Novel properties of myoferlin in glucose metabolism via pathways involving modulation of adipose functions.

While adipose tissue is required to maintain glucose metabolism, excessive calorie intake induces obesity via mechanisms including accelerated proliferation and differentiation of preadipocytes, leading to insulin resistance. Here, we investigated the role of myoferlin (MYOF), a ferlin family protein, in regulating glucose metabolism by mainly focusing on its unknown role in adipose tissue. Whereas young MYOF knockout (KO) mice on a normal diet showed aggravated glucose tolerance and insulin sensitivity, those on a high-fat diet (HFD) showed preserved glucose tolerance with an attenuated gain of body weight, reduced visceral fat deposits, and less severe fatty liver.
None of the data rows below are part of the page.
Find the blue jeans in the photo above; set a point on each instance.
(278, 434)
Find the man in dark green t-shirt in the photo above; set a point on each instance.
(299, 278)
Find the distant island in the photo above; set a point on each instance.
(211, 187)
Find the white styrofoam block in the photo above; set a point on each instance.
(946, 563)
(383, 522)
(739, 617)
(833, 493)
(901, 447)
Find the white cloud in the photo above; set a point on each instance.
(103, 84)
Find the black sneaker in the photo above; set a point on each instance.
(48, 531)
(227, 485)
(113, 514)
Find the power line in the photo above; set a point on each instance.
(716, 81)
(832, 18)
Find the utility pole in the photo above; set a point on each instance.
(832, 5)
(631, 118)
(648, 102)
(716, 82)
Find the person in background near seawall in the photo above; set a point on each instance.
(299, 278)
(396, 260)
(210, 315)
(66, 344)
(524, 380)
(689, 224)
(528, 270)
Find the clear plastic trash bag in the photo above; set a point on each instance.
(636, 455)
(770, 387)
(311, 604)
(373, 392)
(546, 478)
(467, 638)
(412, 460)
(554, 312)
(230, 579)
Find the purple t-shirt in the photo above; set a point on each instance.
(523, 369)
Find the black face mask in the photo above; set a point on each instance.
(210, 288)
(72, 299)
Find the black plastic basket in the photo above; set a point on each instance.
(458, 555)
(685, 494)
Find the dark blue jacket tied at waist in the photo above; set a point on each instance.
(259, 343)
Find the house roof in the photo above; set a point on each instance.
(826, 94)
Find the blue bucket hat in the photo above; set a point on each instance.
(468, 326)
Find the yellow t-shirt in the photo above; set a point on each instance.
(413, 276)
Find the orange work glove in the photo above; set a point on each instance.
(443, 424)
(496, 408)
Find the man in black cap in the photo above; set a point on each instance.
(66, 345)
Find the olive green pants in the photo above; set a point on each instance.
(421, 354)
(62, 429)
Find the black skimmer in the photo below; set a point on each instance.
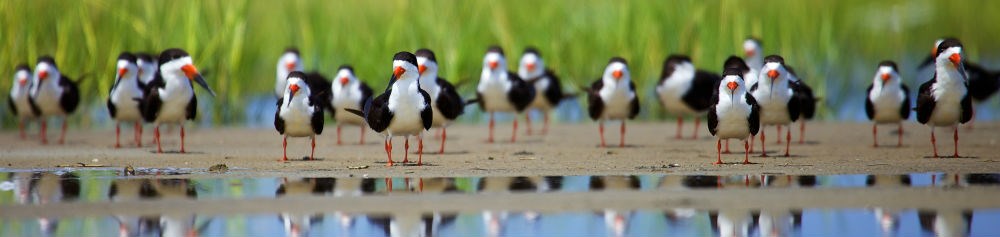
(613, 97)
(52, 94)
(887, 100)
(123, 99)
(685, 91)
(288, 63)
(945, 101)
(299, 113)
(500, 90)
(148, 68)
(349, 93)
(445, 101)
(18, 99)
(170, 98)
(754, 59)
(532, 69)
(734, 112)
(403, 109)
(778, 105)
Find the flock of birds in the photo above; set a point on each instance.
(751, 93)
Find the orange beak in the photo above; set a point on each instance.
(189, 71)
(955, 59)
(773, 74)
(398, 71)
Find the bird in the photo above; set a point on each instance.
(148, 68)
(887, 100)
(500, 90)
(349, 93)
(18, 99)
(734, 113)
(685, 91)
(532, 69)
(402, 110)
(613, 97)
(124, 96)
(52, 95)
(778, 105)
(300, 116)
(754, 59)
(288, 62)
(446, 104)
(945, 100)
(169, 98)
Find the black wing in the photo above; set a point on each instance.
(925, 101)
(904, 110)
(449, 102)
(754, 118)
(521, 93)
(279, 124)
(595, 104)
(71, 95)
(426, 113)
(377, 111)
(553, 94)
(702, 87)
(870, 108)
(634, 107)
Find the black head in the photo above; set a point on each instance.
(946, 44)
(774, 59)
(495, 49)
(426, 53)
(737, 63)
(889, 63)
(406, 57)
(618, 59)
(171, 54)
(532, 50)
(346, 66)
(127, 57)
(47, 59)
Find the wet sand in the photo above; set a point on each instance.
(568, 149)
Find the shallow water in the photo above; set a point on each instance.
(83, 202)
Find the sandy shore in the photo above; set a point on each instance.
(568, 149)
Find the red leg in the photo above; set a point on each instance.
(118, 135)
(934, 142)
(444, 136)
(697, 122)
(513, 135)
(622, 138)
(680, 124)
(600, 129)
(788, 140)
(956, 141)
(746, 154)
(156, 136)
(718, 149)
(875, 135)
(492, 124)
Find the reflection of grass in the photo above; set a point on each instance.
(238, 41)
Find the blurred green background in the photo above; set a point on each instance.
(835, 44)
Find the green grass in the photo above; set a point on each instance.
(836, 44)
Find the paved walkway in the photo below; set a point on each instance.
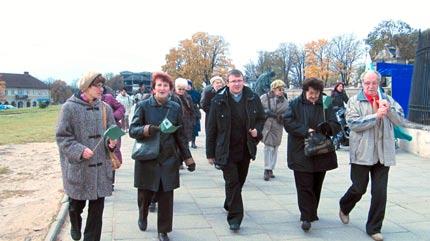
(271, 211)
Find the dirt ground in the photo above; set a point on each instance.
(31, 190)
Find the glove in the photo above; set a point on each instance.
(324, 128)
(280, 119)
(191, 167)
(153, 129)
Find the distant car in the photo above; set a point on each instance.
(6, 107)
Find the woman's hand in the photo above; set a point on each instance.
(112, 143)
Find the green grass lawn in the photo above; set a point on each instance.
(28, 125)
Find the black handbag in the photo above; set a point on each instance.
(317, 143)
(147, 149)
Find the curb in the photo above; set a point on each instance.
(56, 226)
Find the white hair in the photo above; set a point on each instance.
(181, 82)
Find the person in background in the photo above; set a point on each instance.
(339, 96)
(235, 125)
(181, 96)
(216, 83)
(305, 115)
(141, 93)
(161, 175)
(195, 96)
(275, 106)
(127, 102)
(85, 161)
(371, 117)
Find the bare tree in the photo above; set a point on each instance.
(284, 60)
(298, 67)
(345, 51)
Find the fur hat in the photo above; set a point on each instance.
(216, 78)
(86, 80)
(277, 84)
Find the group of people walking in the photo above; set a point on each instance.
(237, 119)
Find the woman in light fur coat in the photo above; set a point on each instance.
(84, 155)
(275, 105)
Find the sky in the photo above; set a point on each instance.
(64, 39)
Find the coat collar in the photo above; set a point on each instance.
(362, 97)
(305, 101)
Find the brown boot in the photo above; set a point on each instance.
(266, 175)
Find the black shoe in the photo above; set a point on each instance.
(234, 227)
(306, 225)
(143, 224)
(152, 207)
(163, 237)
(266, 175)
(76, 234)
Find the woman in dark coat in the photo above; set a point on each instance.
(305, 115)
(159, 176)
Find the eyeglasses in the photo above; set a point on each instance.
(236, 81)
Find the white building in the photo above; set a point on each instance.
(22, 90)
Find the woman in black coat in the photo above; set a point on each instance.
(305, 115)
(159, 176)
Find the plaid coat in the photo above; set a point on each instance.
(80, 126)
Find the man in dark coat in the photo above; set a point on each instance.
(235, 125)
(305, 115)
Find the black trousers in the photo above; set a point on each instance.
(308, 185)
(234, 176)
(93, 228)
(164, 211)
(360, 179)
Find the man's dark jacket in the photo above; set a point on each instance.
(219, 125)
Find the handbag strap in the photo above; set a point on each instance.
(104, 115)
(268, 101)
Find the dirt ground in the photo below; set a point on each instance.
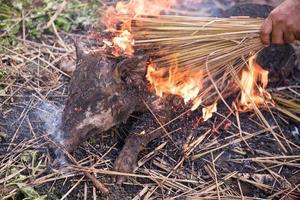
(231, 156)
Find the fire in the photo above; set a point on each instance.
(254, 80)
(208, 111)
(123, 43)
(122, 14)
(170, 80)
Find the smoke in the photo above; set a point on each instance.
(51, 117)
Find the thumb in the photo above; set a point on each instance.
(265, 31)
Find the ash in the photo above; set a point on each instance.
(51, 117)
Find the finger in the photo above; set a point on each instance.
(288, 37)
(277, 35)
(297, 35)
(266, 30)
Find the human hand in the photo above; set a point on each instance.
(283, 24)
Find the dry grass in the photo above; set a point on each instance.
(232, 156)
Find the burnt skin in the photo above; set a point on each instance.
(98, 99)
(103, 93)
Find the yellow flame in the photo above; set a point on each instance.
(254, 80)
(208, 111)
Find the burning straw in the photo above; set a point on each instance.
(196, 58)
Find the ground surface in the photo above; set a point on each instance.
(231, 156)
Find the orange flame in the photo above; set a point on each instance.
(208, 111)
(123, 43)
(171, 81)
(254, 80)
(122, 14)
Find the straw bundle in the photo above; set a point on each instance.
(185, 49)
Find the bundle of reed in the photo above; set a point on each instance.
(197, 49)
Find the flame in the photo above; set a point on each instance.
(170, 80)
(123, 43)
(123, 13)
(254, 80)
(208, 111)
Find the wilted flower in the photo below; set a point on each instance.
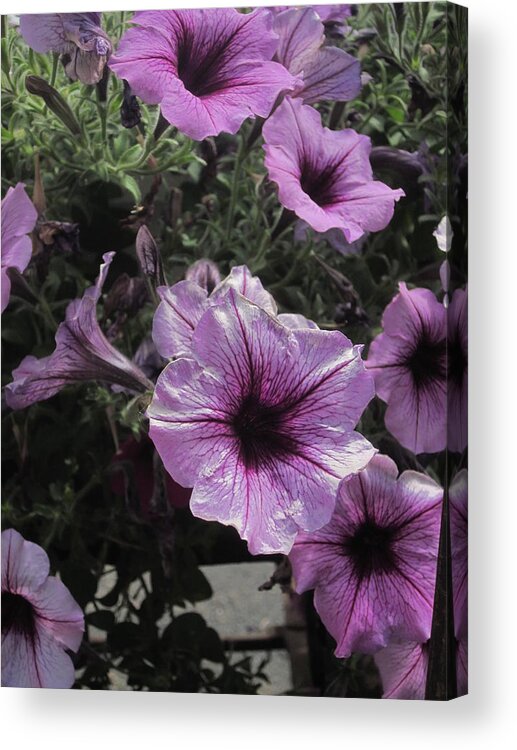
(323, 175)
(457, 383)
(40, 619)
(326, 73)
(184, 304)
(205, 273)
(373, 567)
(208, 69)
(82, 353)
(409, 364)
(252, 422)
(18, 219)
(77, 36)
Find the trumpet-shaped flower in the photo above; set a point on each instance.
(40, 619)
(82, 353)
(259, 420)
(183, 305)
(373, 566)
(208, 69)
(326, 73)
(18, 219)
(409, 363)
(323, 175)
(77, 36)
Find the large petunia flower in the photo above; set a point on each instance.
(77, 36)
(259, 420)
(183, 305)
(208, 69)
(323, 175)
(18, 219)
(82, 353)
(409, 363)
(327, 73)
(40, 619)
(373, 566)
(457, 361)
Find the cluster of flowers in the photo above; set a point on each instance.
(256, 411)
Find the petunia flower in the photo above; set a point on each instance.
(18, 220)
(82, 353)
(40, 619)
(183, 305)
(409, 364)
(79, 38)
(323, 175)
(208, 69)
(403, 667)
(373, 566)
(326, 73)
(259, 420)
(457, 383)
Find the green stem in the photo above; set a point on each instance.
(234, 189)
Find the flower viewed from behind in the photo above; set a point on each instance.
(323, 175)
(373, 566)
(327, 73)
(183, 305)
(18, 220)
(409, 363)
(259, 420)
(82, 353)
(40, 619)
(208, 69)
(79, 38)
(457, 383)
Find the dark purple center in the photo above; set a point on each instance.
(427, 361)
(319, 183)
(261, 432)
(18, 615)
(370, 549)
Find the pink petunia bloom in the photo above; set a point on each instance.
(324, 175)
(183, 305)
(327, 73)
(40, 619)
(409, 364)
(373, 566)
(77, 36)
(403, 667)
(82, 353)
(18, 220)
(457, 383)
(251, 421)
(208, 69)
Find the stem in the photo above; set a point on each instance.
(235, 185)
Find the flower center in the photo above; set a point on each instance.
(370, 549)
(318, 183)
(427, 362)
(260, 431)
(18, 615)
(201, 68)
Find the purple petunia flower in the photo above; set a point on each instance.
(327, 73)
(77, 36)
(457, 383)
(208, 69)
(408, 362)
(18, 219)
(373, 566)
(252, 422)
(323, 175)
(82, 353)
(184, 304)
(40, 619)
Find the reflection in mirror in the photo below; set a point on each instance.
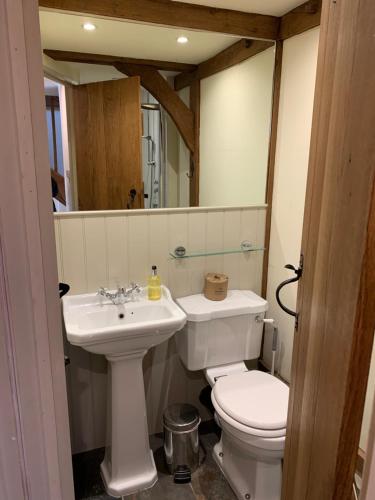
(138, 120)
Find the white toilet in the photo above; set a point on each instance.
(251, 406)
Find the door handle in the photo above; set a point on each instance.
(298, 273)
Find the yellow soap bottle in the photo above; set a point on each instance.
(154, 285)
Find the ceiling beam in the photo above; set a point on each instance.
(236, 53)
(168, 13)
(152, 81)
(83, 57)
(300, 19)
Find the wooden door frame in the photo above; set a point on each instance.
(333, 344)
(35, 439)
(34, 423)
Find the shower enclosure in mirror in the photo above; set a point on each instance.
(153, 117)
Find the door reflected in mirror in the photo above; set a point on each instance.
(140, 120)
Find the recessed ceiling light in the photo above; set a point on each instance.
(89, 26)
(182, 39)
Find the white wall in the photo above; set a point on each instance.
(369, 404)
(109, 248)
(234, 132)
(292, 154)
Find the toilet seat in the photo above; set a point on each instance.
(253, 402)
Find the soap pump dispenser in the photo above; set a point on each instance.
(154, 285)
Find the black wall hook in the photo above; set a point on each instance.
(287, 282)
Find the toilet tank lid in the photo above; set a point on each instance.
(237, 303)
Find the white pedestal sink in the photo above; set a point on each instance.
(124, 333)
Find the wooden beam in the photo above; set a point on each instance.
(168, 13)
(236, 53)
(300, 19)
(166, 96)
(86, 58)
(195, 105)
(271, 160)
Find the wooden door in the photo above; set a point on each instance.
(108, 130)
(336, 298)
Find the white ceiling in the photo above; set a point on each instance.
(269, 7)
(50, 87)
(142, 41)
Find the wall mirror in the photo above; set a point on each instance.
(144, 116)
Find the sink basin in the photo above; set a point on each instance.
(97, 325)
(123, 333)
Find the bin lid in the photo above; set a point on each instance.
(181, 417)
(237, 302)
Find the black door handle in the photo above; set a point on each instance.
(287, 282)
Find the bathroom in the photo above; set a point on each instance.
(190, 136)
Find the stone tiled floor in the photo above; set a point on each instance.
(207, 482)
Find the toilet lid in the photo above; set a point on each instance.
(254, 398)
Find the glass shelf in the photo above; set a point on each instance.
(241, 249)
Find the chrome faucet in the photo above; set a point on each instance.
(122, 295)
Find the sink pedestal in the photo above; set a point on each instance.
(128, 465)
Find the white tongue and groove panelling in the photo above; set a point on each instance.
(113, 248)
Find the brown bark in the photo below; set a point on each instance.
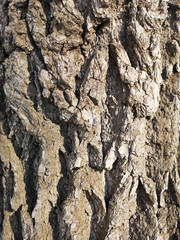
(89, 119)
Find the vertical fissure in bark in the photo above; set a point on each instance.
(31, 165)
(16, 225)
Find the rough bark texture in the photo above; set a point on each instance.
(89, 119)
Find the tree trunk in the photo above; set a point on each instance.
(89, 119)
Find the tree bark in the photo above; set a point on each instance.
(89, 119)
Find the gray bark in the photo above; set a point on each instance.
(89, 119)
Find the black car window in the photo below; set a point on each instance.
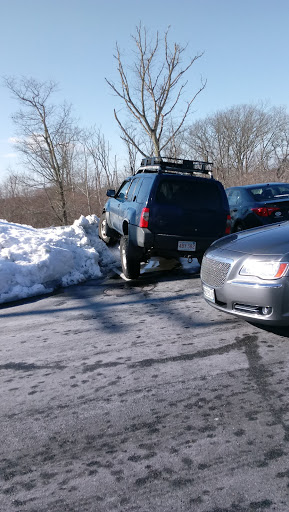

The Adipose MYOF expression was reduced by aging but was restored by an HFD along with the retained expression of NFAT transcription factors. Loss-of-function of MYOF in preadipocytes suppressed proliferation and differentiation into mature adipocytes along with the decreased expression of genes involved in adipogenesis. The MYOF expression in preadipocytes was reduced with differentiation. Attenuated obesity in MYOF KO mice on an HFD was also accompanied with increased oxygen consumption by an unidentified mechanism and with reduced adipose inflammation due to less inflammatory macrophages. These insights suggest that the multifunctional roles of MYOF involve the regulation of preadipocyte function and affect glucose metabolism bidirectionally depending on consumed calories.